Pendant l’Occupation, un vieil homme et sa nièce doivent héberger à leur domicile un officier allemand. Ils ne peuvent faire barrage à cette décision qu’ils rejettent de toute leur âme. Mais ils manifestent leur réprobation en opposant à leur hôte pourtant exquis un silence obstiné.
Le Silence de la mer est un court roman publié en 1942 par Vercors – de son vrai nom Jean Bruller – dans la clandestinité aux Editions de Minuit qu’il venait de fonder. Son sujet est connu, profondément anti-cinématographique : un officier allemand échoue à faire sortir de leur silence les deux Français qui l’accueillent contraints et forcés chez eux pendant l’Occupation.
Le jeune Jean-Pierre Melville, qui a combattu dans les Forces françaises libres, décide de l’adapter. Il n’a pas d’argent, pas de carte professionnelle ; les droits ont été achetés par Louis Jouvet. Mais qu’importe ! Melville s’entête, obtient l’accord oral de Vercors – qui lui prêtera sa maison pour y tourner son film – récupère des pellicules au marché noir.
Le film de Melville est très fidèle au livre. Il a, comme lui, la même solennité qui, aujourd’hui, nous apparaîtra un peu sentencieuse. L’Allemand n’est pas une brute ; c’est au contraire un esthète qui parle un français parfait, s’enthousiasme pour la culture française, troque son uniforme pour un élégant complet croisé pour gommer la distance qui le sépare de ses hôtes. L’oncle peine à cacher l’estime grandissante qu’il lui porte ; la nièce a encore plus de mal à taire son attirance.
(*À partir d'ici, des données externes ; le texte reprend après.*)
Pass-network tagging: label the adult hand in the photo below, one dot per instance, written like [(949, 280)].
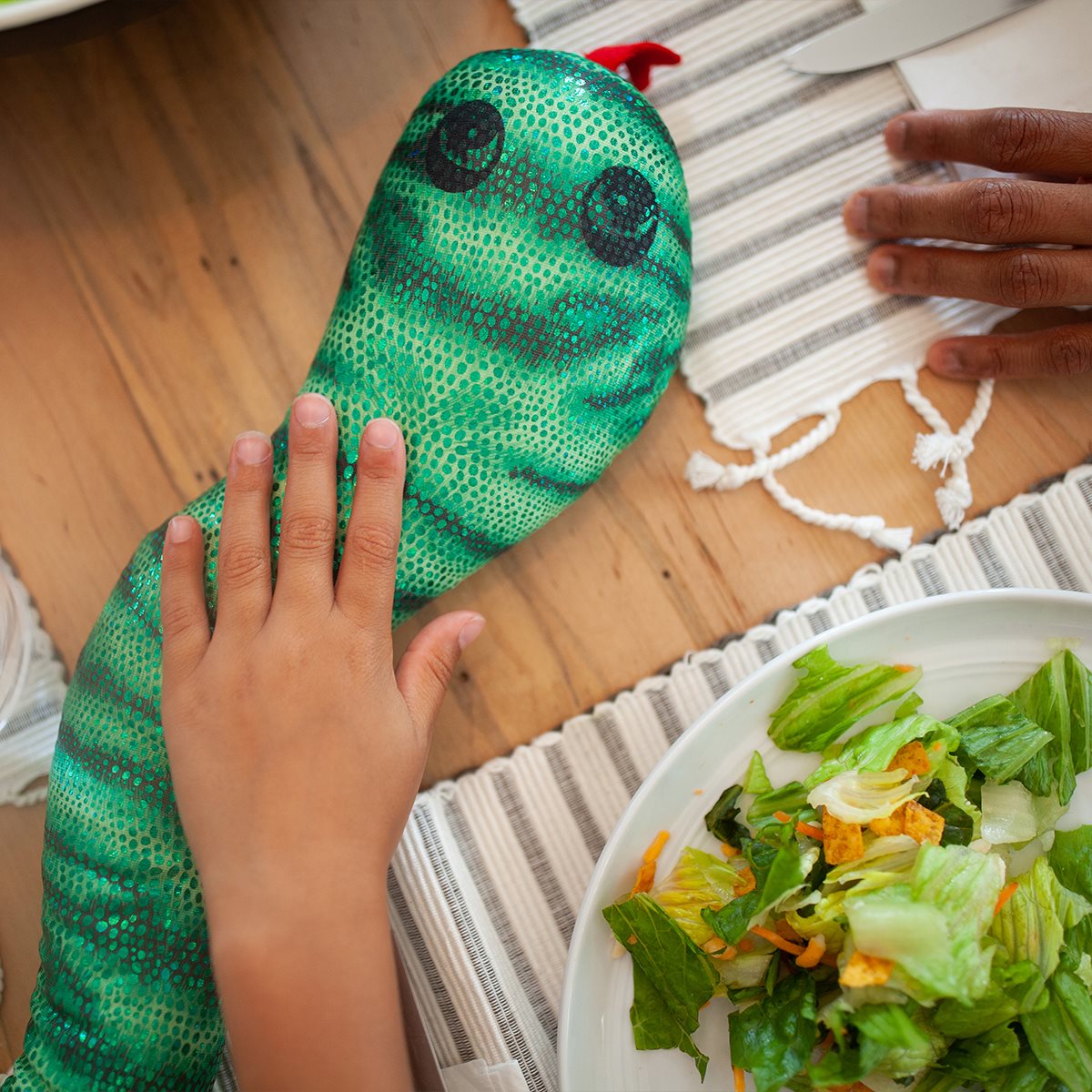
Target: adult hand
[(1055, 150), (296, 749)]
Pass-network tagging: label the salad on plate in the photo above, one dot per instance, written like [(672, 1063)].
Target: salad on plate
[(907, 915)]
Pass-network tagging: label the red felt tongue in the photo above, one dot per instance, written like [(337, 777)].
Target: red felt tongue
[(638, 57)]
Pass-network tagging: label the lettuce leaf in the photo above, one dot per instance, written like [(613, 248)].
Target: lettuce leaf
[(833, 697), (774, 1038), (1015, 988), (697, 882), (1071, 860), (874, 748), (672, 977), (756, 781), (887, 1037), (1032, 924), (722, 819), (1060, 1035), (997, 738), (861, 796), (933, 925), (1058, 698)]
Le Silence de la mer s’autorise quelques échappées belles hors du salon où les trois protagonistes se retrouvent chaque soir : à Paris notamment où dans deux scènes trop explicatives, Werner von Ebrennac comprendra que la collaboration est un leurre. Mais l’essentiel se joue entre ces quatre murs, dans le monologue trop lyrique du jeune homme, qui croit envers et contre tout dans la possibilité d’une Europe allemande, et dans le silence têtu qui l’accueille.